Senate Bill 1588/House Bill 1233, the Compensation for Personal Injury or Wrongful Death Arising Out of Medical Injury Act, introduced by State Sen. Alan Hays and State Rep. Jimmy Patronis, would create a medical malpractice system to address malpractice compensation claims through an administrative—rather than litigious—process that aims to reduce medical errors, ensure the injured are fairly compensated and protect healthcare workers from unfair litigation.

The legislation proposed by Hays and Patronis would create a patients compensation system that would utilize a no-fault, state-driven approach modeled after the legal precedent of Florida’s worker compensation system to better align the interests of patients, doctors and taxpayers; lower healthcare costs by reducing the incidence of unnecessary tests and procedures currently ordered by healthcare workers seeking to protect themselves from potential lawsuits; and improve quality of patient medical care by establishing a system that realigns incentives toward patient safety and a reduction in medical errors, while assuring all patient complaints are heard and quickly resolved. The system would also ensure more patients are fairly compensated.
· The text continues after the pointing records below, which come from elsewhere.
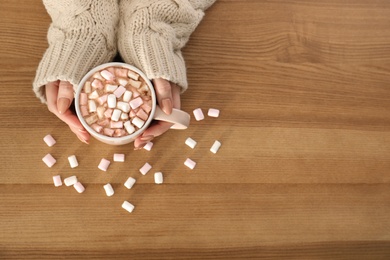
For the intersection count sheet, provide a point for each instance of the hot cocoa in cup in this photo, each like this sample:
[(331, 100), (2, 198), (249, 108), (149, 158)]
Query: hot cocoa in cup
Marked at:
[(115, 102)]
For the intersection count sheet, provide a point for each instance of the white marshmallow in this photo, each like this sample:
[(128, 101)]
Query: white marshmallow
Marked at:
[(138, 122), (119, 157), (198, 114), (144, 170), (57, 180), (73, 161), (49, 160), (128, 206), (158, 178), (124, 106), (91, 106), (127, 96), (79, 187), (103, 165), (111, 101), (190, 142), (70, 180), (129, 183), (129, 127), (49, 140), (213, 112), (116, 115), (148, 146), (215, 147), (109, 190), (190, 163)]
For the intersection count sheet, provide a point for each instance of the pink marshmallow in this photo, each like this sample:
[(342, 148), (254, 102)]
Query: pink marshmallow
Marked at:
[(79, 187), (144, 170), (103, 165), (198, 114), (49, 140), (49, 160)]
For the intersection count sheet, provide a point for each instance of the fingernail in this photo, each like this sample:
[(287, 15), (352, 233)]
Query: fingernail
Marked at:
[(167, 106), (147, 138), (63, 104)]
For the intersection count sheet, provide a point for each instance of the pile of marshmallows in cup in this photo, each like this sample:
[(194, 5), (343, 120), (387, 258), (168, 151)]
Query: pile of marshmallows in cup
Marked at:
[(116, 102)]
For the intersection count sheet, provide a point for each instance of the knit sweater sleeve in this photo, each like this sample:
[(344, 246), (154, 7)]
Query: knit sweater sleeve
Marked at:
[(153, 32), (80, 37)]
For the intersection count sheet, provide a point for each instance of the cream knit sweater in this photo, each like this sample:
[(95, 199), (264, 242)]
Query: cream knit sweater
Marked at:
[(148, 33)]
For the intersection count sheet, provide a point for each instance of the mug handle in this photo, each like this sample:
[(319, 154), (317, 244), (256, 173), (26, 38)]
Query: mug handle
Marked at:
[(179, 118)]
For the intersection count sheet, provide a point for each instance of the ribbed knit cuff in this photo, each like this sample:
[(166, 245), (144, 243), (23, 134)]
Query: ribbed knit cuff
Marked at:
[(155, 56), (69, 60)]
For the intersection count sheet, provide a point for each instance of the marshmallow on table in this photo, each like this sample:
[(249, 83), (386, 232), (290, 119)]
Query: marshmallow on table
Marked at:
[(70, 180), (213, 112), (109, 190), (49, 160), (144, 170), (103, 165), (79, 187), (57, 180), (190, 163), (215, 147), (190, 142), (148, 146), (49, 140), (119, 157), (73, 161), (129, 183), (128, 206), (158, 178), (198, 114)]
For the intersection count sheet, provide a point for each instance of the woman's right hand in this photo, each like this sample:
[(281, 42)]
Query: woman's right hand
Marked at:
[(59, 96)]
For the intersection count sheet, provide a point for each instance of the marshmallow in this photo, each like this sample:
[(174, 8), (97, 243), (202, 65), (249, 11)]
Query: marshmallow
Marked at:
[(190, 163), (110, 87), (138, 122), (135, 103), (129, 183), (119, 157), (128, 206), (70, 180), (91, 106), (213, 112), (148, 146), (144, 170), (107, 75), (127, 96), (73, 161), (124, 106), (119, 91), (104, 163), (49, 140), (158, 178), (49, 160), (109, 190), (57, 180), (198, 114), (79, 187), (190, 142), (129, 127), (215, 147), (111, 101), (116, 115)]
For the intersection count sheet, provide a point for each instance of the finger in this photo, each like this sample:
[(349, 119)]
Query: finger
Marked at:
[(65, 96), (164, 94)]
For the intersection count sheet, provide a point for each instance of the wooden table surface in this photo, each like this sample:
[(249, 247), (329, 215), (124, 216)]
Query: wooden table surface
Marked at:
[(303, 171)]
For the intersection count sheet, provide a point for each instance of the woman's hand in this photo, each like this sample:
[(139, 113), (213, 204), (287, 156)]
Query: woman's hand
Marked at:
[(168, 97), (59, 96)]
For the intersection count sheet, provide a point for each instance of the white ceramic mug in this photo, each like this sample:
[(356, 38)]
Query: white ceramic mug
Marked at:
[(179, 118)]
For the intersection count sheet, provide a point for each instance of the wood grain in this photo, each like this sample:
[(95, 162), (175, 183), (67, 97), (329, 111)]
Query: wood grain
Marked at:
[(304, 168)]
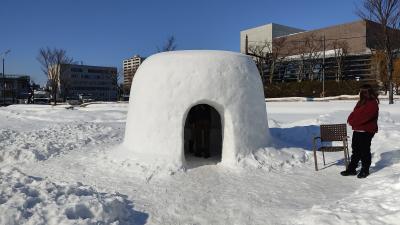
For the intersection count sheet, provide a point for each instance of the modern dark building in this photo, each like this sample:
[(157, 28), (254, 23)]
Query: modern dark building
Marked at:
[(14, 88), (94, 82), (348, 50)]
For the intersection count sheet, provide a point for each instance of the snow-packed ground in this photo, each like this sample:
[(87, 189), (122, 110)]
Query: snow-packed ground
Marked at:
[(63, 166)]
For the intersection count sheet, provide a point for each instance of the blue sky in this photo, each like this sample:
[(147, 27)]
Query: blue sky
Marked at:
[(104, 32)]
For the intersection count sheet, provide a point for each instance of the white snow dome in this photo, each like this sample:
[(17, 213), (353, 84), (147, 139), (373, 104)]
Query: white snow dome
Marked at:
[(171, 90)]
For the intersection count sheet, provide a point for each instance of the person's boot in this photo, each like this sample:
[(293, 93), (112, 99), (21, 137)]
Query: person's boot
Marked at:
[(348, 173), (363, 174)]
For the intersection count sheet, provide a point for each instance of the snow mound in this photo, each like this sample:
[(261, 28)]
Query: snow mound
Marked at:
[(168, 85), (31, 200), (42, 144)]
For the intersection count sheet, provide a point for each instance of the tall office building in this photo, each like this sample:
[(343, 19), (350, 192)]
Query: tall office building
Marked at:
[(130, 67)]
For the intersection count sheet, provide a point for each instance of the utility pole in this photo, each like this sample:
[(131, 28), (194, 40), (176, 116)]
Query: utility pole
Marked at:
[(246, 46), (4, 77), (323, 69)]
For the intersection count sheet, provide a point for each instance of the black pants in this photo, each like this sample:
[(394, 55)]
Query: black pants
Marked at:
[(361, 145)]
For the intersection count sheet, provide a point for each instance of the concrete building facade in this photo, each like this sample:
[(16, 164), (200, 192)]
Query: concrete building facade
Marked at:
[(303, 52), (130, 66), (96, 82), (264, 33)]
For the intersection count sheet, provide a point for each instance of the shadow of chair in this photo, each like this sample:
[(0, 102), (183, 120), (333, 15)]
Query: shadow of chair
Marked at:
[(330, 133)]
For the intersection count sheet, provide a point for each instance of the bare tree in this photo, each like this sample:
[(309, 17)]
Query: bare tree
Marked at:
[(169, 45), (277, 55), (51, 61), (313, 46), (261, 54), (387, 14), (340, 50), (298, 49)]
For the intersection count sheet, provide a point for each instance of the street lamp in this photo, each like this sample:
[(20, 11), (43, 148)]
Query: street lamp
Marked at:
[(3, 55)]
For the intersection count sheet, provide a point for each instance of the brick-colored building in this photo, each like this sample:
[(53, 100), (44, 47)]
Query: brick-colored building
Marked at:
[(130, 66)]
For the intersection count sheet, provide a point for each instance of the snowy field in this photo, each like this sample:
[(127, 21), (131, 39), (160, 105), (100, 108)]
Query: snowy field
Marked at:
[(61, 166)]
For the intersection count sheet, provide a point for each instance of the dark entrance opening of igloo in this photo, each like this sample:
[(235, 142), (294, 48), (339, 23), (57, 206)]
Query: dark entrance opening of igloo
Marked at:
[(203, 136)]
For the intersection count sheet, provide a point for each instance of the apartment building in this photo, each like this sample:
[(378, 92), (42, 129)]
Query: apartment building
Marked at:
[(130, 66), (96, 82)]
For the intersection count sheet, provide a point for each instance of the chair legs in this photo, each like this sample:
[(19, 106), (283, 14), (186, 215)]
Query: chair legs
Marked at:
[(315, 160), (346, 157)]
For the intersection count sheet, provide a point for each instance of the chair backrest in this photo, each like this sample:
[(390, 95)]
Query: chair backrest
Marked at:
[(333, 132)]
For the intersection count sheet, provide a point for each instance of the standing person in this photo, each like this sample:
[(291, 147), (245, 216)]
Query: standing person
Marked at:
[(364, 121)]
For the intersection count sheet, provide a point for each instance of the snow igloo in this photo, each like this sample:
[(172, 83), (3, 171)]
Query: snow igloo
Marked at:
[(174, 93)]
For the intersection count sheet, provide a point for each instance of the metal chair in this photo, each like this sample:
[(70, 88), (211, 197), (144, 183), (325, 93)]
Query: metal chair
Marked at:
[(331, 133)]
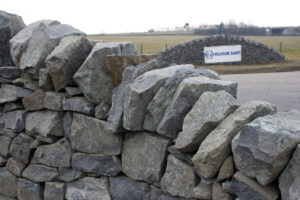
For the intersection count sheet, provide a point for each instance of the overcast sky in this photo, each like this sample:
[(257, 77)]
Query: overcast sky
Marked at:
[(113, 16)]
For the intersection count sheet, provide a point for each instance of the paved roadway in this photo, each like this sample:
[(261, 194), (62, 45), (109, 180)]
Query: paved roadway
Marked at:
[(281, 89)]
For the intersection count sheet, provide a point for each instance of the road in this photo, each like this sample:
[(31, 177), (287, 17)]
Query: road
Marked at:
[(281, 89)]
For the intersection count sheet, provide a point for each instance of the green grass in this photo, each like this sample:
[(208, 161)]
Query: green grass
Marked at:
[(154, 44)]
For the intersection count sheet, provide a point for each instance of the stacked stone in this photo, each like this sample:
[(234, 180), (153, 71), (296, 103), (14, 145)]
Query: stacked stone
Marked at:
[(193, 51), (167, 132)]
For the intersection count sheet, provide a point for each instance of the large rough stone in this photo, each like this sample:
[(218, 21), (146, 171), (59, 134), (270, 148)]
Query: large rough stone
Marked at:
[(140, 93), (34, 101), (10, 25), (289, 180), (124, 188), (54, 101), (8, 183), (95, 163), (65, 60), (156, 108), (54, 191), (247, 189), (20, 147), (54, 155), (10, 93), (91, 135), (217, 145), (93, 78), (79, 104), (29, 190), (181, 180), (264, 146), (4, 145), (88, 188), (144, 156), (206, 114), (45, 123), (43, 41), (19, 42), (15, 120), (186, 95), (40, 173), (68, 174), (15, 166)]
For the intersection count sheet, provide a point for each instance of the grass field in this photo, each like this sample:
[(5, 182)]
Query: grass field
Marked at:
[(153, 44)]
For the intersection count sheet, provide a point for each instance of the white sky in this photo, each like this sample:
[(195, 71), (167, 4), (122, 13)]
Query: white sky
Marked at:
[(112, 16)]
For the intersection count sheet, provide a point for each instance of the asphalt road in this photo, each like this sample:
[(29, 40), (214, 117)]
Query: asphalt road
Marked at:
[(281, 89)]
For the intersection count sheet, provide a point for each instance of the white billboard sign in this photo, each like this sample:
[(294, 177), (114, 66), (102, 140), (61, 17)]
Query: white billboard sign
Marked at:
[(221, 54)]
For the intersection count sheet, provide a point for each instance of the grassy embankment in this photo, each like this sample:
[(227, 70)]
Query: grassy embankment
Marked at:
[(154, 44)]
The proposed legislation has been enthusiastically endorsed by Florida physicians. According to polling by Oppenheim Research, 93 percent of the state’s healthcare workforce supports the system outlined in the Compensation for Personal Injury or Wrongful Death Arising Out of Medical Injury Act. Many of those physicians cite the burdensome cost of medical malpractice insurance as the biggest stress on their practice. Senate Bill 1588/House Bill 1233 promises to have a deflating effect on medical liability insurance because the legislation would add predictability to the length of process, dollar size of verdicts and outcome of medical liability disputes.